Note to the man doing my wife

The first few requests seem relatively reasonable, TBH — just common courtesy things.

1. Please stop leaving the seat up, I keep getting blamed and it is starting to get old.

2. You many be giving me a chance to go fishing more often but please stop drinking all my beer. It is fine if you have a couple while you visit (god knows I drink penty before I find her attractive), but please leave me a few as I have to be there longer than you.

3. If you do drink the last one by more or leave money on the country I will pick some up.

4. Please replace the toilet paper when you use it all. For some reason my 5 year old son believes if its not there he does not have to wipe. We keep it under the sink, unless you can recommend a better spot?

5. After doing my wife please use something disposable to wipe off with. The basket of clothes on the right is mine and the clothes are clean as my wife does not do my washing. I run out of time rushing to work. Last week my sweatshirt was crusty (thanks).

6. Please do not tell my children that you are their uncle, they are young not mentally challenged.

7. Please stop turning the ac up, You pay nothing and heco is putting it in my ass, my wife may like it but I think it hurts.

8. When she asks “do these pants make me look fat,” say no. You many think giving a different answer will make her think twice about eating a gallon of ice cream a day but all you are doing is giving her a reason to go buy more pant that she will look just as fat in.
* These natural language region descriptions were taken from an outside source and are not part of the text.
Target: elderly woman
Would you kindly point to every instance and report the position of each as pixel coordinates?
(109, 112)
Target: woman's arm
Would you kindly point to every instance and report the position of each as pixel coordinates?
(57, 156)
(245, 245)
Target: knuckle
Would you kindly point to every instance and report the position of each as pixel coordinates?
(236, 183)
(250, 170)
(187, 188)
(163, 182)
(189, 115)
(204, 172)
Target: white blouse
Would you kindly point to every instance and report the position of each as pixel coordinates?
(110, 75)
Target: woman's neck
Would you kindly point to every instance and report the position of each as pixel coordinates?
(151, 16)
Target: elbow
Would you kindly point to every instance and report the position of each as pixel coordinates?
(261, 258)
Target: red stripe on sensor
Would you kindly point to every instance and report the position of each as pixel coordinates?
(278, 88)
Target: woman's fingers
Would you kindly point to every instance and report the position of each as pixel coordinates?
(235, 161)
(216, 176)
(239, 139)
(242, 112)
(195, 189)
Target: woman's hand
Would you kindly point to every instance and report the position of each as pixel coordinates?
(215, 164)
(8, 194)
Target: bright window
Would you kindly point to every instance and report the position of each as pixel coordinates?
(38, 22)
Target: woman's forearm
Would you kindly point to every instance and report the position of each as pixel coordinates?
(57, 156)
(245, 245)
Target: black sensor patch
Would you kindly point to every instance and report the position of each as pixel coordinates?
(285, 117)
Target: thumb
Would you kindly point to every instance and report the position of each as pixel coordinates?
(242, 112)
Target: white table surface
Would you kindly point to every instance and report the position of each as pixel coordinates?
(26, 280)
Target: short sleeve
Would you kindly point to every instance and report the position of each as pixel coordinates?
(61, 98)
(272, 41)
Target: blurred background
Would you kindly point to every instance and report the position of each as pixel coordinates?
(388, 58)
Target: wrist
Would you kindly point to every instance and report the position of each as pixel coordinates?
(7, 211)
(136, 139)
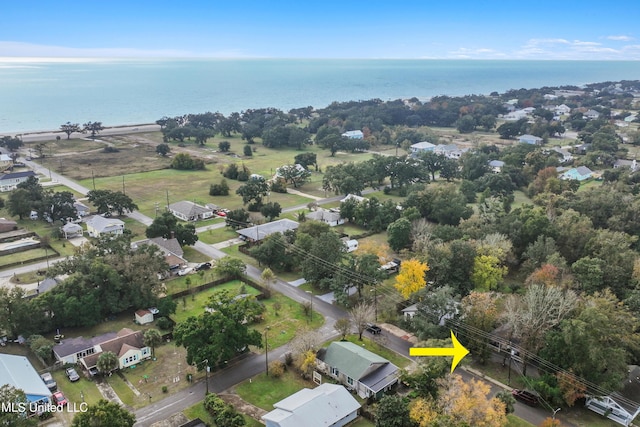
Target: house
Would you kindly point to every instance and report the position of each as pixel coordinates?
(328, 217)
(259, 232)
(99, 225)
(619, 406)
(580, 173)
(10, 181)
(328, 405)
(422, 147)
(72, 230)
(368, 374)
(143, 316)
(7, 225)
(450, 151)
(591, 114)
(173, 253)
(5, 162)
(621, 163)
(530, 139)
(127, 344)
(190, 211)
(496, 165)
(353, 134)
(19, 373)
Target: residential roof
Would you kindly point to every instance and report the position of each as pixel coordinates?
(322, 406)
(125, 340)
(18, 372)
(259, 232)
(188, 208)
(15, 175)
(324, 215)
(102, 224)
(353, 360)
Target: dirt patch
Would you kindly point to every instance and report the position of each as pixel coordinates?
(242, 406)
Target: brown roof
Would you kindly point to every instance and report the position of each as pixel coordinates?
(126, 337)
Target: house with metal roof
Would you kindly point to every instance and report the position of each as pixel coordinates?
(368, 374)
(19, 373)
(259, 232)
(328, 217)
(10, 181)
(190, 211)
(328, 405)
(98, 225)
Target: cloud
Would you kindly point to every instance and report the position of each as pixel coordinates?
(20, 49)
(620, 38)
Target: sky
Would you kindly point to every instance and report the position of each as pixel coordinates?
(411, 29)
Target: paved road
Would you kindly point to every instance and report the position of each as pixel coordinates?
(253, 364)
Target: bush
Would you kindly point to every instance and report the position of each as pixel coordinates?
(276, 369)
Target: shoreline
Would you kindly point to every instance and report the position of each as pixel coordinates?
(45, 135)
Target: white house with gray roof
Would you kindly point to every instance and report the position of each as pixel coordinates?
(19, 373)
(328, 405)
(98, 225)
(368, 374)
(190, 211)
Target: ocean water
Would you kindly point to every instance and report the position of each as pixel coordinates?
(42, 96)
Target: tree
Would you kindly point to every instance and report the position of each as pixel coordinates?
(107, 362)
(222, 334)
(411, 277)
(70, 128)
(467, 404)
(163, 149)
(104, 414)
(253, 192)
(10, 395)
(399, 234)
(343, 326)
(271, 210)
(362, 313)
(393, 411)
(152, 338)
(531, 316)
(93, 127)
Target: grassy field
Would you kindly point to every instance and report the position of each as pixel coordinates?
(263, 391)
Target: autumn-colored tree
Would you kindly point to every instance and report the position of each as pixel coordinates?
(467, 403)
(487, 272)
(411, 277)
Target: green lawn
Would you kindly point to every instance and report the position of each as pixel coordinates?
(263, 391)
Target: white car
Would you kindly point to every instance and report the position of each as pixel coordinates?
(185, 271)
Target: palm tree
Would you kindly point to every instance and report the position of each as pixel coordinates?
(107, 362)
(152, 338)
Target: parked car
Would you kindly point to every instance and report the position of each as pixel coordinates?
(49, 381)
(72, 374)
(203, 266)
(59, 399)
(185, 271)
(374, 329)
(525, 396)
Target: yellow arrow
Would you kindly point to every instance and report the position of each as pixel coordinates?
(457, 351)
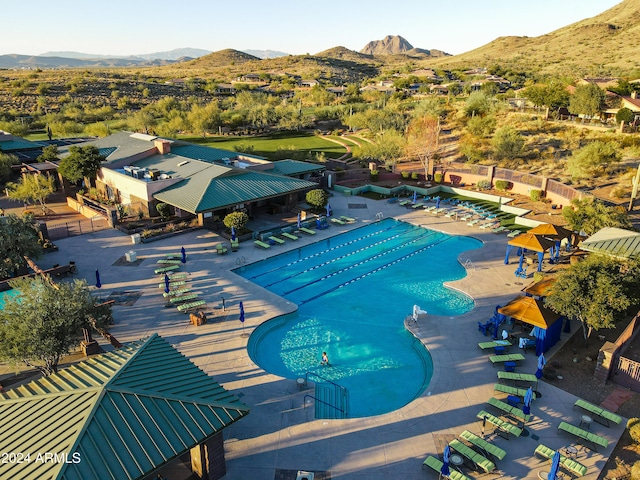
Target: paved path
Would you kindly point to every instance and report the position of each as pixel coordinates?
(280, 433)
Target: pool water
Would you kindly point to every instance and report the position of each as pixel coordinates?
(354, 291)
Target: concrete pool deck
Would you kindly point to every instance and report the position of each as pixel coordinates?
(280, 433)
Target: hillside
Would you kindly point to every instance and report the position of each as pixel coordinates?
(606, 44)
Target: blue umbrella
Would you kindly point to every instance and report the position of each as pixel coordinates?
(528, 397)
(541, 363)
(555, 466)
(445, 458)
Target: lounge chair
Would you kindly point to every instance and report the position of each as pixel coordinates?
(482, 462)
(508, 409)
(503, 428)
(569, 464)
(600, 415)
(487, 447)
(590, 439)
(436, 465)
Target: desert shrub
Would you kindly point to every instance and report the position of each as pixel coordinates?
(535, 195)
(502, 185)
(484, 184)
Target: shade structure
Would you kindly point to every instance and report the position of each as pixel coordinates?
(537, 243)
(549, 230)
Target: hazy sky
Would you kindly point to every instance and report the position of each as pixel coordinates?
(118, 27)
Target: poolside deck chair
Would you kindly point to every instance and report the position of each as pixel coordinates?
(277, 240)
(482, 462)
(436, 465)
(503, 428)
(487, 447)
(569, 464)
(590, 440)
(600, 415)
(508, 409)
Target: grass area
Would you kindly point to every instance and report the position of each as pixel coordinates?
(295, 145)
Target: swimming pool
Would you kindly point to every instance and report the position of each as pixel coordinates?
(354, 291)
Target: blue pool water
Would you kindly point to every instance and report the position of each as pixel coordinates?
(354, 291)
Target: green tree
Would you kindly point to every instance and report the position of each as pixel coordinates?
(593, 292)
(590, 215)
(317, 198)
(507, 143)
(82, 162)
(593, 159)
(587, 100)
(41, 324)
(32, 188)
(18, 238)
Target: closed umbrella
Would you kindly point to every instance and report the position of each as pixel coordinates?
(445, 459)
(528, 397)
(555, 466)
(541, 363)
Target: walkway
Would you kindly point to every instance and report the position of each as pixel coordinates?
(280, 433)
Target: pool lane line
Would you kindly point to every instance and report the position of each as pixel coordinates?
(369, 259)
(341, 257)
(360, 277)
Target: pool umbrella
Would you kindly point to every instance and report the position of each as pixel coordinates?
(541, 363)
(445, 459)
(527, 401)
(555, 465)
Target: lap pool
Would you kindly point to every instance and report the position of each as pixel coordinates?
(353, 292)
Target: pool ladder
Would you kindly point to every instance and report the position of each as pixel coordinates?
(331, 399)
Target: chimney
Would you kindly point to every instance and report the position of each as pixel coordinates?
(163, 146)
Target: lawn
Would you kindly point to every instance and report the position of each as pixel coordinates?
(294, 145)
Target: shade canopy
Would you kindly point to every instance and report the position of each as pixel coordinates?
(537, 243)
(551, 231)
(529, 310)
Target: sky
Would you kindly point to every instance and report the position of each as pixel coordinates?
(131, 27)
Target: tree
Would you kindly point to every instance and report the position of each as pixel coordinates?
(589, 215)
(592, 159)
(587, 100)
(593, 291)
(41, 324)
(18, 237)
(423, 142)
(81, 163)
(317, 198)
(507, 143)
(32, 188)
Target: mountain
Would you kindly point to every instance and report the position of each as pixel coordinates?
(607, 44)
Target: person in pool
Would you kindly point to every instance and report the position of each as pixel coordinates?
(325, 359)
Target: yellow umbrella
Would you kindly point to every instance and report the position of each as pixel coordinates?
(537, 243)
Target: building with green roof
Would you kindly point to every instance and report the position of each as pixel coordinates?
(121, 415)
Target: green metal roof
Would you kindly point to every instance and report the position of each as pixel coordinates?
(615, 242)
(294, 167)
(120, 415)
(219, 187)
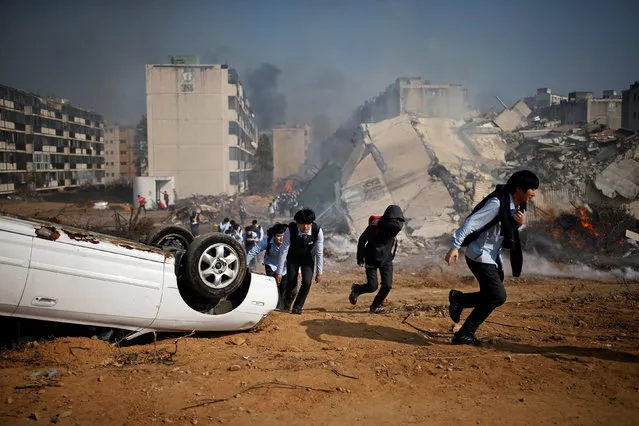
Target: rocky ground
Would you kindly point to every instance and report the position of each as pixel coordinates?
(560, 351)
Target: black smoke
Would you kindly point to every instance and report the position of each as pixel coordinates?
(267, 101)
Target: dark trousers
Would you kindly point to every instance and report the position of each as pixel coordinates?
(290, 292)
(491, 294)
(280, 287)
(386, 273)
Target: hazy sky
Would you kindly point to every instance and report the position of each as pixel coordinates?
(333, 54)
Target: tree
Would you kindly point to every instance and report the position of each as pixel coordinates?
(261, 177)
(141, 147)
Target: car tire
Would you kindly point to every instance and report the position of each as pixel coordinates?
(172, 238)
(215, 266)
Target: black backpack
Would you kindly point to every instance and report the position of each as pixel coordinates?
(293, 231)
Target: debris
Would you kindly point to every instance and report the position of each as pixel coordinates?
(48, 373)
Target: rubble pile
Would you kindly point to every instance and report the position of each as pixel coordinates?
(213, 208)
(562, 157)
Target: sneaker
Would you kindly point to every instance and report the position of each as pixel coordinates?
(454, 309)
(353, 296)
(466, 339)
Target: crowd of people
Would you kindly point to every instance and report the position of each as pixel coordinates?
(285, 203)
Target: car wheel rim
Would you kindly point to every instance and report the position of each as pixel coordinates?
(173, 241)
(219, 266)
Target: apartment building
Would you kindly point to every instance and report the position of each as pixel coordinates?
(289, 150)
(201, 128)
(47, 143)
(414, 95)
(111, 153)
(126, 150)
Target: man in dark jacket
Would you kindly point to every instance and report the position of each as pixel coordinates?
(376, 250)
(493, 224)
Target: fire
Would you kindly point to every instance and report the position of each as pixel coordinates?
(586, 221)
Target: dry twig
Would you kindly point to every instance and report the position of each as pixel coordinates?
(337, 373)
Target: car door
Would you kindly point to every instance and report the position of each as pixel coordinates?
(15, 254)
(92, 279)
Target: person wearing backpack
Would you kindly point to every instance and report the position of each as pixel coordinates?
(494, 223)
(271, 245)
(141, 204)
(302, 247)
(376, 249)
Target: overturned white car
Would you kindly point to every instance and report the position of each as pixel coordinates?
(57, 273)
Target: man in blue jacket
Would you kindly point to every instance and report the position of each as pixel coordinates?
(271, 246)
(493, 224)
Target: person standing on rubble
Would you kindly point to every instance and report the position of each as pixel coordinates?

9.  Stop eating the baked good. The brownies you ate were from my mom for my birthday. My wife has not cooked anything that good for years and if she does she will not share.

10. Try shifting your weight when you sit on my chair. The recliner that I rarely have time for (Soccer games and practice, basketball camp for the kips takes much of my time and I try to help with school work too) has a groove in it that force me to roll to the left.

Lastly I would like to thank you for taking her to lunch on Valentines Day. She was not as hungry as usual and only ordered one meal. I may be able to use the money I saved to take the children to a movie. I hope you can help me with these items, it may become awkward if I have to confront her. If you can do this for me I will give you a heads up on when I will be gone and for how long so that you don’t feel rushed.